Nanoscale origami: Smallest-ever, atomically precise structures set stage for quantum breakthroughsby Spencer Turney Sep. 6, 2019, 12:26 PM
If you think learning traditional paper origami is a difficult practice, try wrapping your head around origami on the atomic scale.
In “Atomically-Precise, Custom-Design Origami Graphene Nanostructures,” published today in the journal Science, an international team of researchers have accomplished just that, using sophisticated and precise control of atoms to experiment with new structures and set the stage for future generations of breakthroughs in quantum technology.
“Under atomic-scale control of these graphene-based nanostructures, researchers are able to build fascinating new structures,” noted Vanderbilt University Distinguished Professor of Physics and Engineering Sokrates T. Pantelides who collaborated on the research. “In the future, these fundamental discoveries are likely to serve as groundwork for new devices our current generation can’t even begin to imagine.”

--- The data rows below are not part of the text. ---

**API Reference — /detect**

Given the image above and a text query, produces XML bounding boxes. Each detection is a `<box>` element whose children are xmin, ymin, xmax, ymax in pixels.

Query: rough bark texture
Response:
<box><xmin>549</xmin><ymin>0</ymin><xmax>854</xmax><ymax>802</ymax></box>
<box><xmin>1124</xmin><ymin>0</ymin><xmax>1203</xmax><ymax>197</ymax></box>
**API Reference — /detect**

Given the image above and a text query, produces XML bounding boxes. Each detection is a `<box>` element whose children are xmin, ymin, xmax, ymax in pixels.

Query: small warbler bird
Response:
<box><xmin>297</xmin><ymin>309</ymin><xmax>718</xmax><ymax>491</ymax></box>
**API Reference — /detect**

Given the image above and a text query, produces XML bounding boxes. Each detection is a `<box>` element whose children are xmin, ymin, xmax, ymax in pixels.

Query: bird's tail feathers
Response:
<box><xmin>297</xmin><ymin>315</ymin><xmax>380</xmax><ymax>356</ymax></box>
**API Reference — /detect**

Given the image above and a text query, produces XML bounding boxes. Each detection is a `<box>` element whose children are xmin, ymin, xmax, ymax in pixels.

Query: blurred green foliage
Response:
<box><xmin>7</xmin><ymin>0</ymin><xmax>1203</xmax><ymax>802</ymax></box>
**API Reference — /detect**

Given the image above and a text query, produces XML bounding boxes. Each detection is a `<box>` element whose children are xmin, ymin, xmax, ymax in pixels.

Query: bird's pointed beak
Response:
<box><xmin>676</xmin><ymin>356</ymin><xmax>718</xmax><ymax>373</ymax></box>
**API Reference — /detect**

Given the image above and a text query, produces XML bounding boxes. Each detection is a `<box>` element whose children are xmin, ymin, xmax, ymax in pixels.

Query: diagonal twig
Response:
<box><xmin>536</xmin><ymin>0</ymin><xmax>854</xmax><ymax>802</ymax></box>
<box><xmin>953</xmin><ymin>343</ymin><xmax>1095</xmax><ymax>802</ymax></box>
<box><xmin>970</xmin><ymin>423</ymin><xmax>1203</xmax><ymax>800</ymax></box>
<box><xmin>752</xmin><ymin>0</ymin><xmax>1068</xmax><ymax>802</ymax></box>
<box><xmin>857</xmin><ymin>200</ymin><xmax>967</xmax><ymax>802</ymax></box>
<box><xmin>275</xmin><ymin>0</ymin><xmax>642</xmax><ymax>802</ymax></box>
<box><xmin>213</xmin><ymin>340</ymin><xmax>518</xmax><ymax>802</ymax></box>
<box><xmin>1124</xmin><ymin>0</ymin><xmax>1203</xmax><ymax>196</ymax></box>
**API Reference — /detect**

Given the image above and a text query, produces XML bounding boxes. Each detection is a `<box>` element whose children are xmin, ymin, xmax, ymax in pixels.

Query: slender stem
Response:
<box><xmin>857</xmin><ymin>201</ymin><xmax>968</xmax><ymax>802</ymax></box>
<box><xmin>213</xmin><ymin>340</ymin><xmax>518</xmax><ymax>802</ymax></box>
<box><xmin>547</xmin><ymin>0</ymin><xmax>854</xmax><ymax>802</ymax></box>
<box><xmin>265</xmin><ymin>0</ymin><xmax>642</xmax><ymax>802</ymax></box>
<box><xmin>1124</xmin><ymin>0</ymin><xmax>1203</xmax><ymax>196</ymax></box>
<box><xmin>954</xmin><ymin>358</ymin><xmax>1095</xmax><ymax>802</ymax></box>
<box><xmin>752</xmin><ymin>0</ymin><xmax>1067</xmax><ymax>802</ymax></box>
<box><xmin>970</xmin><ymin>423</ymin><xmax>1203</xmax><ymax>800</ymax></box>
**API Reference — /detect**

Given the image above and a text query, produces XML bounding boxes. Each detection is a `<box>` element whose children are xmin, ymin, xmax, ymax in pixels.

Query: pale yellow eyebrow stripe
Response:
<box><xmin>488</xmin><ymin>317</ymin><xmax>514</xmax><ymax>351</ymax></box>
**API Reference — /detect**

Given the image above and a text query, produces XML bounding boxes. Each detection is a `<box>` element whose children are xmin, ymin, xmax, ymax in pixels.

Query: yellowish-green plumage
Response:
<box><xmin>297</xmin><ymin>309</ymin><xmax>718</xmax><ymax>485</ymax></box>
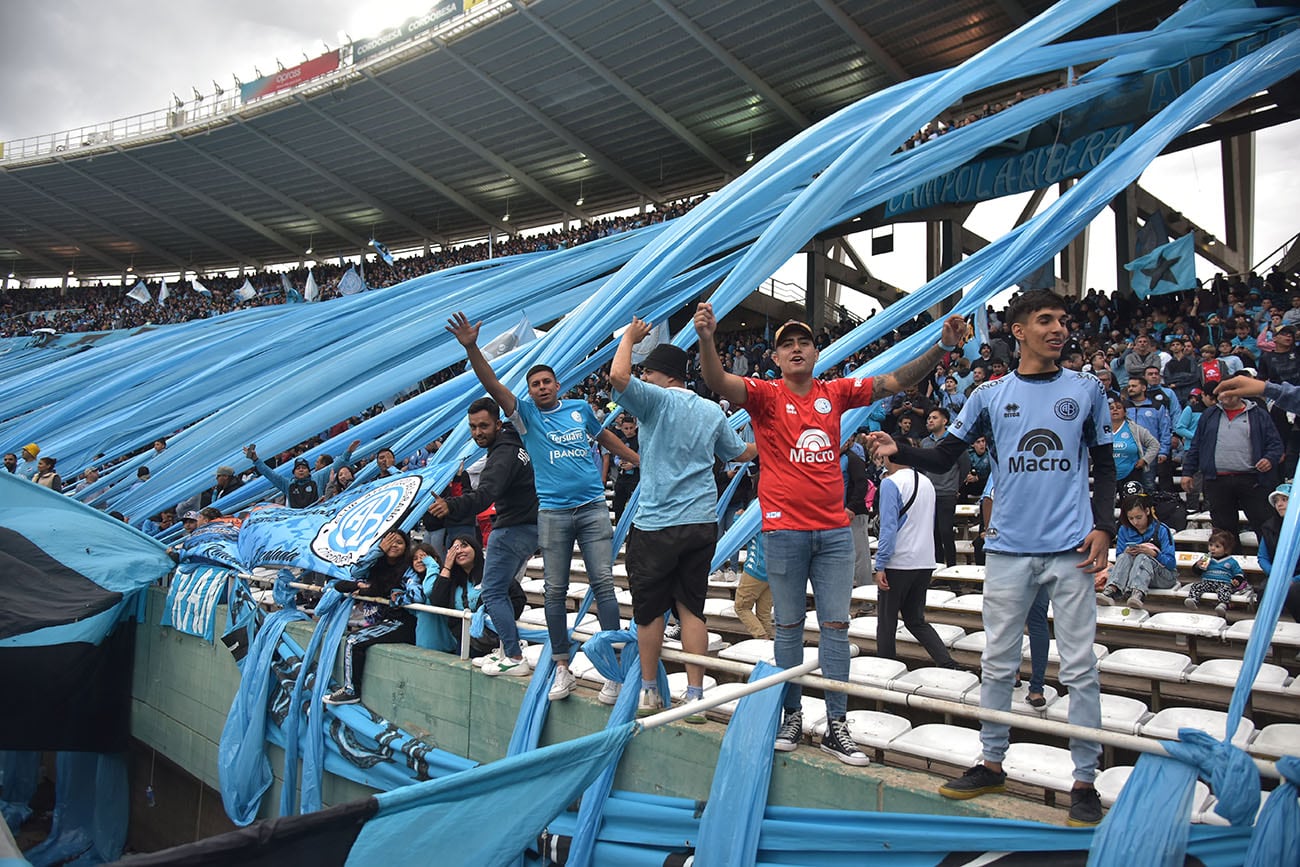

- Prof. Sokrates Pantelides, of the Physics and Astronomy dept. (Vanderbilt University / Steve Green)
While the ancient art form of origami is currently used in large-scale applications, such as in architecture or battery design, researchers have long sought to apply origami techniques to small atomic structures, including graphene – a two-dimensional semimetal and “supermaterial” capturing the attention of researchers around the world for its properties of tensile strength, flexibility and impermeability – to name a few. However, technological limitations prevented researchers from using origami’s fine control to build and manipulate custom graphene structures.
A collaboration between Pantelides, University of Maryland Professor Min Ouyang, and a team of researchers at the Institute of Physics of the Chinese Academy of Sciences in Beijing headed by Professor Hong-Jun Gao, the findings build on many years of investigations of carbon-based nanostructures, including the discovery of carbon nanotubes and the successful isolation of monolayer graphene, which was awarded the 2010 Nobel Prize in Physics.
The experiments, conducted by Professor Hong-Jun Gao’s group in Beijing, use scanning tunneling microscope manipulation at low temperatures. These studies are the first to successfully and exactly fold and unfold graphene nano-islands in a variety of randomly chosen directions – each of which yields a complex nanostructure with distinct properties.
The image below illustrates the construction (and deconstruction) of a well-defined, folded graphene-based nanostructure through the use of origami.
As seen in the image, folding these small graphene fragments results in interesting structures, comprising a tubular edge, similar to the previously discovered carbon nanotubes, attached to a bilayer stack of graphene at a twisted angle.
Some graphene nano-islands can be used to form so-called intramolecular junctions, which are key components for electronic devices. The researchers measured the electrical properties of the origami structures and used theoretical quantum calculations to clarify their atomic-scale structure and electronic properties, setting the stage for the construction of custom nanostructures with engineered quantum properties, ultimately novel devices and even quantum machines.
The work was financially supported by the National Natural Science Foundation of China, National Key Research and Development Projects of China, and the Chinese Academy of Sciences. Work at Vanderbilt University was supported by the U.S. Department of Energy. Work at the University of Maryland was supported by the U.S. Office of Naval Research and the National Science Foundation.